New deep learning-based algorithms may not only facilitate standardization based on kernel variation, but also allow to improve the image quality of ULDCT. Research in a phantom has found no significant differences in nodule volume were found based on volume measurements on deep learning post-processed images from ULDCT and the physical nodule volume.[56] Others studies have shown that deep learning denoising techniques can increase image quality compared to FBP and iterative reconstructed ULDCT images and can preserve structural details in the CT image.[57,58] The high image noise present in ULDCT can thus be reduced by these new algorithms, beyond the vendor specific iterative reconstruction techniques, while maintaining image resolution and contrast. This will enable to apply ULDCT in a wider range of screening participants and assists in standardization of CT image quality across CT systems of different vendors.

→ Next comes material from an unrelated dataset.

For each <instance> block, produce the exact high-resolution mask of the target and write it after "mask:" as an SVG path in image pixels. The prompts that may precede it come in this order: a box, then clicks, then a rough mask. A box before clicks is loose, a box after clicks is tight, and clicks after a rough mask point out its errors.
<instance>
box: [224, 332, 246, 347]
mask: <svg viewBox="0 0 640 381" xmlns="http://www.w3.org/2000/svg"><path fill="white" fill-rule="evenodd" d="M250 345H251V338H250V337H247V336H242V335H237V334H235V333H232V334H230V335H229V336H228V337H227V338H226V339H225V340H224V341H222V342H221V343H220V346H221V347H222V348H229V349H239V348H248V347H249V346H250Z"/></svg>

Currently, the International Association for the Study of Lung Cancer (IASLC) is developing the Early Lung Imaging Confederation (ELIC), with the goal to serve as an global open-source cloud with LDCT images.[59] The ELIC cloud will include high-quality thoracic CT images, that have passed the standardized image quality processes. These high-quality images may then be used in global quantitative lung imaging studies to improve the reliability of clinical decision support in CT lung cancer screening and beyond. The new developments described in this review are very promising to accelerate and optimize the accuracy and precision of lung nodule quantification. After further research, these aspects will have to be included in the standardized protocols and recommendations for lung cancer screening. Recommendations from European, US, and global organizations that include these developments are to be awaited.